Re: [PATCH net-next] net: sched: cake: Optimize number of calls to cake_heapify()

From: Toke Høiland-Jørgensen
Date: Mon Apr 08 2024 - 09:02:47 EST


Kuan-Wei Chiu <visitorckw@xxxxxxxxx> writes:

> On Sun, Apr 07, 2024 at 06:10:04PM +0200, Toke Høiland-Jørgensen wrote:
>> Kuan-Wei Chiu <visitorckw@xxxxxxxxx> writes:
>>
>> > Improve the max-heap construction process by reducing unnecessary
>> > heapify operations. Specifically, adjust the starting condition from
>> > n / 2 to n / 2 - 1 in the loop that iterates over all non-leaf
>> > elements.
>>
>> Please add an explanation for why this change is correct, and why it is
>> beneficial. "Improve" and "unnecessary" is way too implicit.
>>
>> pw-bot: cr
>
> For correctness:
> To build a heap, we need to perform heapify operations on all non-leaf
> nodes, so we need to find the index of the first non-leaf node. In a
> heap, the index of node i, the left child's index is 2 * i + 1, and the
> right child's index is 2 * i + 2. The left and right children of node
> CAKE_MAX_TINS * CAKE_QUEUES / 2 are at indexes CAKE_MAX_TINS *
> CAKE_QUEUES + 1 and CAKE_MAX_TINS * CAKE_QUEUES + 2, respectively. Both
> children's indexes are beyond the range of the heap, indicating that
> CAKE_MAX_TINS * CAKE_QUEUES / 2 is a leaf node. The left child of node
> CAKE_MAX_TINS * CAKE_QUEUES / 2 - 1 is at index CAKE_MAX_TINS *
> CAKE_QUEUES - 1, and the right child is at index CAKE_MAX_TINS *
> CAKE_QUEUES. Therefore, we know the left child exists, but the right
> child does not.
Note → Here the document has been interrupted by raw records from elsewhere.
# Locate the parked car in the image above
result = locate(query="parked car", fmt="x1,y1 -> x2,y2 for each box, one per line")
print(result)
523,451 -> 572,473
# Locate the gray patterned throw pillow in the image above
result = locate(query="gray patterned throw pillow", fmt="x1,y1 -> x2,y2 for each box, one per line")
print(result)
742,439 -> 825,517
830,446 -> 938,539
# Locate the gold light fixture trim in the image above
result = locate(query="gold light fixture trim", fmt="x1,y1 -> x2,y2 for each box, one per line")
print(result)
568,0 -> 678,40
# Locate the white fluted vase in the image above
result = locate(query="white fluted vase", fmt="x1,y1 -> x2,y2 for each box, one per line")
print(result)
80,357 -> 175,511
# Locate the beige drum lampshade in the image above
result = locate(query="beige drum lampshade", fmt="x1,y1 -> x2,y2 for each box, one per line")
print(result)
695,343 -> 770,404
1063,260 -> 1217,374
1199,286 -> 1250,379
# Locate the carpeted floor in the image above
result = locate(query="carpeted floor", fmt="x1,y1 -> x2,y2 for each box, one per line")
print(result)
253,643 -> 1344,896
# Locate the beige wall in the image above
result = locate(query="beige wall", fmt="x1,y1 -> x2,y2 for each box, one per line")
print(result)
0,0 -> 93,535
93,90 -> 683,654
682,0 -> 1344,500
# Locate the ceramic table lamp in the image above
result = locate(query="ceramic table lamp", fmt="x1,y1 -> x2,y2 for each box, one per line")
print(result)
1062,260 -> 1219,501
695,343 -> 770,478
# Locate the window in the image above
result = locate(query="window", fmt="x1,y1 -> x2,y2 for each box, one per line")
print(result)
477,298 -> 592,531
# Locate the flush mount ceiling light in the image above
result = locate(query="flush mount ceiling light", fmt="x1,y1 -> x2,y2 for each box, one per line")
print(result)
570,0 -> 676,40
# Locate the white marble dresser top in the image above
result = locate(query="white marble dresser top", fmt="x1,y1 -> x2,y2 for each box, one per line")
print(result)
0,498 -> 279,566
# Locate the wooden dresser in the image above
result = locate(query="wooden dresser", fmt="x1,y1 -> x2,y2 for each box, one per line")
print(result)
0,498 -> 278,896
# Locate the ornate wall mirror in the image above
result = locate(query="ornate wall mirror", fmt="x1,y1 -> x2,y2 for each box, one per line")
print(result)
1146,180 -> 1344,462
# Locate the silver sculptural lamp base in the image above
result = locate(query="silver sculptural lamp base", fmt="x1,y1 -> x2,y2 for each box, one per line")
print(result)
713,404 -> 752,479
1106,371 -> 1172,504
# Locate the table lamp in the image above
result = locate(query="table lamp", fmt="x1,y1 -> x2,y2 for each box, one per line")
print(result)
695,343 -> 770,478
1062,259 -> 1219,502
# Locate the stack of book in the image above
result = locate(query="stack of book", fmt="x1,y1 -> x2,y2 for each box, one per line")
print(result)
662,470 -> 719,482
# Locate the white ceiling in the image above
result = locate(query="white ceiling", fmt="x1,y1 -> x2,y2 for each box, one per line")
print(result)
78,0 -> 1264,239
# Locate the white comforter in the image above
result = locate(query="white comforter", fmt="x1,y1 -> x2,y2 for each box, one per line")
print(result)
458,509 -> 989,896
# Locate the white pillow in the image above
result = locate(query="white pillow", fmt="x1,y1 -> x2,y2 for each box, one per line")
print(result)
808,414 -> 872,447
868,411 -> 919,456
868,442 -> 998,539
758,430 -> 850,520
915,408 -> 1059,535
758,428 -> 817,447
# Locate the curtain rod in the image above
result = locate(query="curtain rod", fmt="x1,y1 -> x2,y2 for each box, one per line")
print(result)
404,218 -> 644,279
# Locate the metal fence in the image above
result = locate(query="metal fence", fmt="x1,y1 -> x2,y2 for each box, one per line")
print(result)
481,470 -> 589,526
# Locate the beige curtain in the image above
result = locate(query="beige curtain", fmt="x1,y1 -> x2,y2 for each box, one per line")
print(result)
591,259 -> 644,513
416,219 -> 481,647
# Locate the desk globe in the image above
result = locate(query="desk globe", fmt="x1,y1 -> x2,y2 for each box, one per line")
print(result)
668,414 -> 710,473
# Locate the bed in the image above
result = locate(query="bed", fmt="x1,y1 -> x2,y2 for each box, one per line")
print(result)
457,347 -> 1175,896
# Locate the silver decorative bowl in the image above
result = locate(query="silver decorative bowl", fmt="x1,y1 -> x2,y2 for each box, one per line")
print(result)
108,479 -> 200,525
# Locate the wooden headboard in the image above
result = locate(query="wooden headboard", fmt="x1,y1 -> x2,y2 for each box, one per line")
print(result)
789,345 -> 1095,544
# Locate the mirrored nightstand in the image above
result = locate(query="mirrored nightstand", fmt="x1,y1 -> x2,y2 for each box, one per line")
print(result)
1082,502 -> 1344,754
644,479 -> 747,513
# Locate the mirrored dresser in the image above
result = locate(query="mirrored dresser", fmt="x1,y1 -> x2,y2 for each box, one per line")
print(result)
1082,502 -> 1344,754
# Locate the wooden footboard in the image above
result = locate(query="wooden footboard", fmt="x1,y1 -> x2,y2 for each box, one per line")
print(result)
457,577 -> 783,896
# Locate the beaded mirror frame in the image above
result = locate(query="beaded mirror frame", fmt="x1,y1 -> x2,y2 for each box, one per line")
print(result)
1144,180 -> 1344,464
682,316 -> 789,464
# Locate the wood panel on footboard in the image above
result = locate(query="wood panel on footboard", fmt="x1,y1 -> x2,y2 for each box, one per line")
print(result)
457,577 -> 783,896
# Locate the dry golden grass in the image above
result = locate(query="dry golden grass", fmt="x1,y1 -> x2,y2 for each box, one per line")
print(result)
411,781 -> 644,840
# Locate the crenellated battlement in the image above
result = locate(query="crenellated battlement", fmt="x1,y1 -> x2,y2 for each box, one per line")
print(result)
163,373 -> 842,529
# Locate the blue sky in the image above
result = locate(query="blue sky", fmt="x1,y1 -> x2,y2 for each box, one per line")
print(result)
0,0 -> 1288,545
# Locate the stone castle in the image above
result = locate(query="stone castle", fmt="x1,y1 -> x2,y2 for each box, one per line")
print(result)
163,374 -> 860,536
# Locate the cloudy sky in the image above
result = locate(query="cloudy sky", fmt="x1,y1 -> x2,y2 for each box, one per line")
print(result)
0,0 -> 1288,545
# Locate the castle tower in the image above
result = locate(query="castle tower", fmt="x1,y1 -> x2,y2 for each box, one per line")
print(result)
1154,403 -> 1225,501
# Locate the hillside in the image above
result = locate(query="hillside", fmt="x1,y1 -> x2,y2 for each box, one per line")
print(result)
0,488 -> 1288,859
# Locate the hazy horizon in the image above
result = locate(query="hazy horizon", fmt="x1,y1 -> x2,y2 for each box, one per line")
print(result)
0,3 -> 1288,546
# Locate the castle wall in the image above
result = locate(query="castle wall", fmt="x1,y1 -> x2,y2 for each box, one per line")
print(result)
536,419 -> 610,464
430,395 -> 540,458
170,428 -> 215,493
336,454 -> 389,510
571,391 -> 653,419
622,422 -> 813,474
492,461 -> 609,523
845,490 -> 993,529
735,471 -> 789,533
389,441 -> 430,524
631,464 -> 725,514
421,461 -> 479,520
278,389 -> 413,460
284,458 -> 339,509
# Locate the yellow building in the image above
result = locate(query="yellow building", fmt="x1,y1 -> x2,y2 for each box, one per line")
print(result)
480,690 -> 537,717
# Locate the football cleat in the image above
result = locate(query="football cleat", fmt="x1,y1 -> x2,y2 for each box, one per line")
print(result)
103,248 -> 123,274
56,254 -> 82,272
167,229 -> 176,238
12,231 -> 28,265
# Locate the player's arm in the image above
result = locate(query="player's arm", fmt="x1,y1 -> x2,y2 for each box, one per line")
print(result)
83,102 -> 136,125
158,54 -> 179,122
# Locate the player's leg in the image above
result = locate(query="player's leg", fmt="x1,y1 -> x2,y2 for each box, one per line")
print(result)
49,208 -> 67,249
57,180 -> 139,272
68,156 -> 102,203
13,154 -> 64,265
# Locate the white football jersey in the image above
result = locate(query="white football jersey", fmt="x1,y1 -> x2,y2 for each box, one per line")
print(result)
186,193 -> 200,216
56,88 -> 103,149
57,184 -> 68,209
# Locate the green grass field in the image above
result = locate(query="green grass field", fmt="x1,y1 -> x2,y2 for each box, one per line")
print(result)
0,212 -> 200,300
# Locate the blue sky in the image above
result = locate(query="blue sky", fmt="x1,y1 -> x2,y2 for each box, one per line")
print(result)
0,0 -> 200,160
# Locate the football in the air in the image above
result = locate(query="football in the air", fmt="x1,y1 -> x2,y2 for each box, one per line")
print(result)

Since it's not a leaf node, the loop should start from
> it.
>
> For benefit:
> We can reduce 2 function calls (one for cake_heapify() and another for
> cake_heap_get_backlog()) and decrease 5 branch condition evaluations
> (one for iterating through all non-leaf nodes, one inside the while
> loop of cake_heapify(), and three more inside the while loop with if
> conditions). The only added operation is an extra subtraction.
>
> If you're satisfied with the explanation above, I can attempt to
> rewrite the commit message and send the v2 patch.

Yes, sounds reasonable. Did you measure any real-world performance
benefit, or is this purely a theoretical optimisation? Either way,
please indicate this in the updated patch description.

-Toke